Chasing threads question ...

k-rod

Senior Retro Guru
Hello fellow bike builders (and machinists).

I am on the tail end of a thorough re-fresh of a mid-eighties Sherpa/Rocky Mtn bike, and am finding the fender eyelet threads to be fouled with powder-coat material. While I do have a great set of (brand new) taps ans dies (5mm/.8 is the one), I've never embarked on such an exercise and want to ensure I don't 'screw' things up (pardon the pun).

So - the Q is: do I just have at it with the tap, and 'tap 'er in' to each eyelet hole (carefully), while using a bit of oil to lube things through ... or ... is there some sort of thread chasing technique or secret that y'all might wish to share with me, so that I am having the best chance to doing this properly and successfully ... ??

And - thank you gazillions for your time and help!! :!:

kr
 
Turn them in, don’t tap them in. One turn in, half a turn out to clean the threads as you go... Am I stating the obvious? Sorry if so. No expert, but just did the same job on the rusty eyelets on my Dawes.
 
Re:

Initially if you're not familiar with the process it may help using an intermediate tap first, it'll just be easier to start & reduce the possibility of cross-threading!
 
Practice on some old nuts. Rusty, painted, crud filled. Stick them in a vice or mole grips and have a go. Its likely you got taper taps, rather than intermediate, if you got a home kit. They are designed to start a tap in a drilled hole with less chance of cross threading. They are not as good as plug (intermediate) taps for what your doing, but will do the job just fine. Just go steady.

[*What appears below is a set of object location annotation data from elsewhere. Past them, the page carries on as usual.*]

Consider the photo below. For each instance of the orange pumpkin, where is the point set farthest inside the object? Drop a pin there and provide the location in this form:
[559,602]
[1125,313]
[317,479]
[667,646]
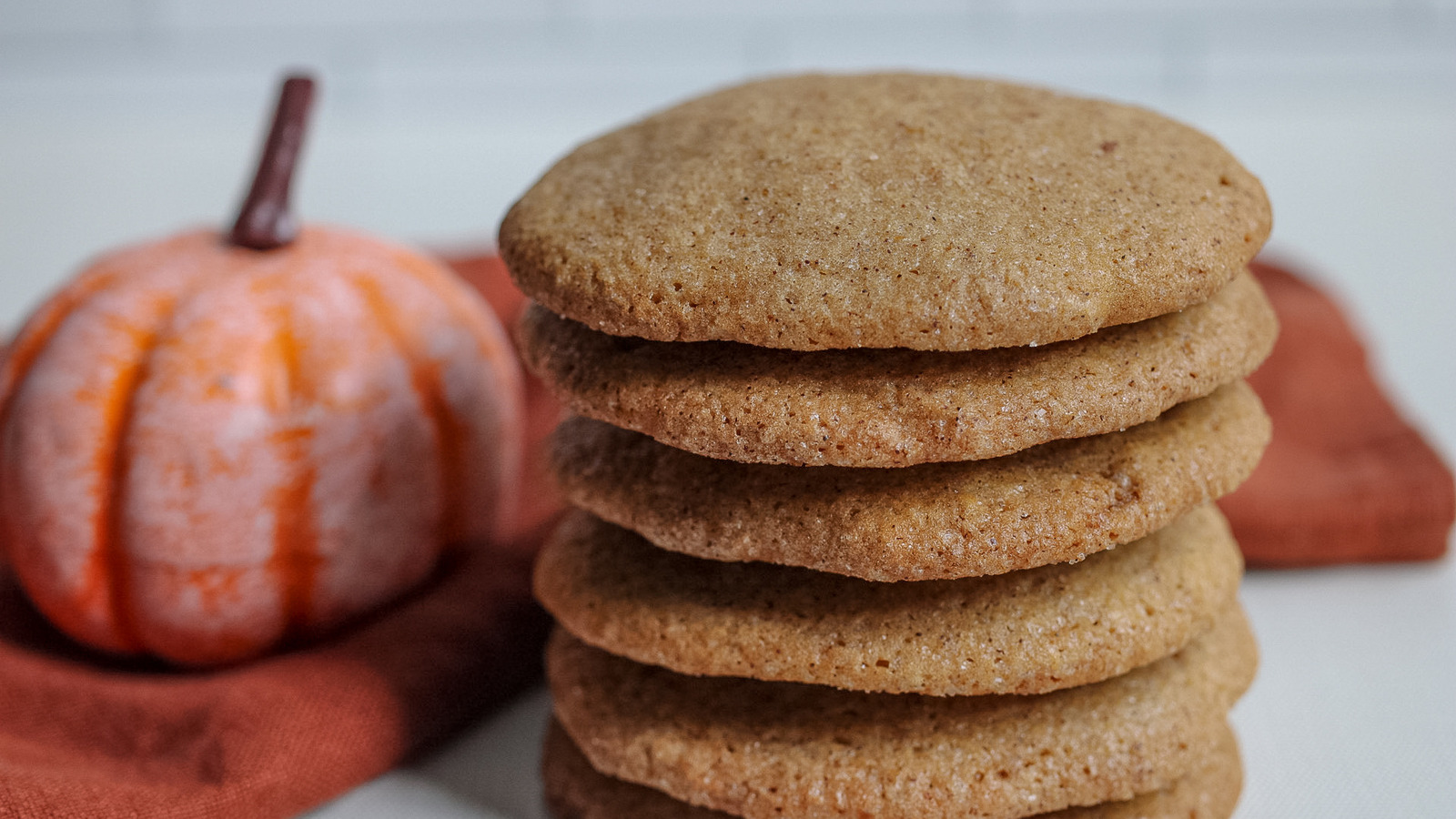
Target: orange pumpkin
[207,450]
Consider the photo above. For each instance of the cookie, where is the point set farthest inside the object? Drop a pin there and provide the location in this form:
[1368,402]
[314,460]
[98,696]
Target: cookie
[1018,632]
[897,407]
[574,790]
[768,749]
[1053,503]
[885,210]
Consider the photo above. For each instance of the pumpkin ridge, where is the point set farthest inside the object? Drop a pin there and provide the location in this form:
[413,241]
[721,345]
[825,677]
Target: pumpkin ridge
[295,562]
[495,346]
[38,332]
[111,562]
[426,382]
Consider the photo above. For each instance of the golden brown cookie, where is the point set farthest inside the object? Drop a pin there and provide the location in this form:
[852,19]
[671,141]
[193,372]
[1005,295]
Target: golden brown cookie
[768,749]
[885,210]
[1018,632]
[1053,503]
[574,790]
[899,407]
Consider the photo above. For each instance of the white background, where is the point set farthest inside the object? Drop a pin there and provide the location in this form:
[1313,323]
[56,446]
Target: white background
[127,120]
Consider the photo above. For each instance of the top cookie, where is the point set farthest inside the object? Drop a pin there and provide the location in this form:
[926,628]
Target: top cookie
[885,210]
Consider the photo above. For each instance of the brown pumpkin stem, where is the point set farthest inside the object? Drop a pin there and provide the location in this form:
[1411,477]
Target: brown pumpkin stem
[264,220]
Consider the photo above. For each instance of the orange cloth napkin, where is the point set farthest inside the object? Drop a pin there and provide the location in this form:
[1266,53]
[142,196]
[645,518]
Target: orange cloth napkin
[1346,479]
[89,736]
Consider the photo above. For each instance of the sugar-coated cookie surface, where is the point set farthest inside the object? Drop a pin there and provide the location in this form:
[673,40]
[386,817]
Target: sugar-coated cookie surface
[768,749]
[885,210]
[575,790]
[1053,503]
[899,407]
[1019,632]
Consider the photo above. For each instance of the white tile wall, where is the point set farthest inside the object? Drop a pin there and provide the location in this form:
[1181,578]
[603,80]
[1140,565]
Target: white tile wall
[127,118]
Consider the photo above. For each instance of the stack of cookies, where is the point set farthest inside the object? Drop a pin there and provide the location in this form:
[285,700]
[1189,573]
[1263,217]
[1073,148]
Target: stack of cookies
[900,404]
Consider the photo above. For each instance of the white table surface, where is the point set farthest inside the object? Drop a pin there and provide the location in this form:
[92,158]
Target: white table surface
[429,131]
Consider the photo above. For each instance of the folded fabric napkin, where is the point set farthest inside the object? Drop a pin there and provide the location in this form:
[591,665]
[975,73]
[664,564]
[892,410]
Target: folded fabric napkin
[84,734]
[1346,479]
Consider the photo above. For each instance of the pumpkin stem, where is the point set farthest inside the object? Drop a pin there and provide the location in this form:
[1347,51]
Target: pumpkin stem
[264,220]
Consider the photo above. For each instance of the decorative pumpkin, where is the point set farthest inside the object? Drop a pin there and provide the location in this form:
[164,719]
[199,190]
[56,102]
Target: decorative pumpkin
[207,450]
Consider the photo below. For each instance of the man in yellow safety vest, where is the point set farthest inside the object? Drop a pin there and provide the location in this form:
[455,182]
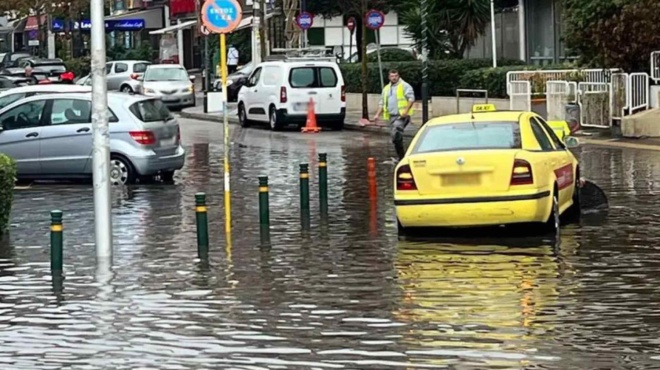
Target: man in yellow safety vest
[395,105]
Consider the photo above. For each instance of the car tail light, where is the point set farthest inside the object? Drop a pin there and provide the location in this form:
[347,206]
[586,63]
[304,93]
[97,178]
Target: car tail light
[67,76]
[521,174]
[405,179]
[283,98]
[143,137]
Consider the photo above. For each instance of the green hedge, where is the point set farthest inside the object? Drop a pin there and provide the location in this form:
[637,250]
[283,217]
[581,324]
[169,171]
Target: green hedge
[494,79]
[444,75]
[7,181]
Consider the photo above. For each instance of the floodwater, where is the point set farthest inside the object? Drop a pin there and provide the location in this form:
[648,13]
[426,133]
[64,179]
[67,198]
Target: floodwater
[344,295]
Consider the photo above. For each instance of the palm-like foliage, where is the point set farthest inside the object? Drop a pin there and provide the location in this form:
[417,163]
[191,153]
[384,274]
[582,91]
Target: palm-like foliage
[453,25]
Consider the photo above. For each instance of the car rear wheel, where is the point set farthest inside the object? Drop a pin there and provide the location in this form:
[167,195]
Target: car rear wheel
[121,170]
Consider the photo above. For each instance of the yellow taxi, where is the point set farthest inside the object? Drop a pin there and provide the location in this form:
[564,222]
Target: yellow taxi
[486,168]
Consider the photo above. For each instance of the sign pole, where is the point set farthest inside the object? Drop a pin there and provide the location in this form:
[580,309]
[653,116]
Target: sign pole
[101,136]
[223,71]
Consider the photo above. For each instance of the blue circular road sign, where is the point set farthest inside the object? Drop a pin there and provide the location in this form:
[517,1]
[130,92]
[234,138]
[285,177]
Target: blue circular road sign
[374,19]
[221,16]
[305,20]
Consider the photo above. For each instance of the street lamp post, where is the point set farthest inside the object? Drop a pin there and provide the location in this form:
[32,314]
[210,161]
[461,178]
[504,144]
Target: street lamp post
[101,136]
[425,66]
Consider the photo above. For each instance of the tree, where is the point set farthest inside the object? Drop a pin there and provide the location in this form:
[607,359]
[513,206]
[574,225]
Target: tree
[613,33]
[356,9]
[453,25]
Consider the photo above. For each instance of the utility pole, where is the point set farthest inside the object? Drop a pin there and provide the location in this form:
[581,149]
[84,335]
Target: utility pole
[262,29]
[425,65]
[101,136]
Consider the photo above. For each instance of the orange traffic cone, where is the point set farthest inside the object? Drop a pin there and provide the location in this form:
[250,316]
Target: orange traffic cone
[311,126]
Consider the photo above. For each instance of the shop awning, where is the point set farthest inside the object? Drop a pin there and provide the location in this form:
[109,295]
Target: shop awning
[153,18]
[174,28]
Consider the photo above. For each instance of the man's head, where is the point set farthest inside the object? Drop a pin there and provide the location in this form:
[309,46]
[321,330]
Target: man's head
[394,76]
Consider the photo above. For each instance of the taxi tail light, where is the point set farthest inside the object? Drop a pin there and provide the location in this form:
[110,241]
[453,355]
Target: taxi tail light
[405,179]
[143,137]
[283,97]
[521,174]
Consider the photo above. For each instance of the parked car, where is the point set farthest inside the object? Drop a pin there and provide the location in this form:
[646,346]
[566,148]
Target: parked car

In a pre threaded hole, the tap should go through really easy, even if blocked with powercoat. If you feel any resistance or see anything other than powder residue coming out stop.

It may be good to clear the hole as much as possible first.

Once you have done a couple, you should be fine.
 
Re:

Well - that was easy enough!

Pretty simple, really ... just a slight bit of positive pressure on the tap, while ensuring that it remains aligned with the hole ... and gradual turns in and then back out again - using only finger pressure (I turned the chuck by hand, without using the t-handle) with some light oil for a lube ...

and presto - perfectly cleaned/reamed threads.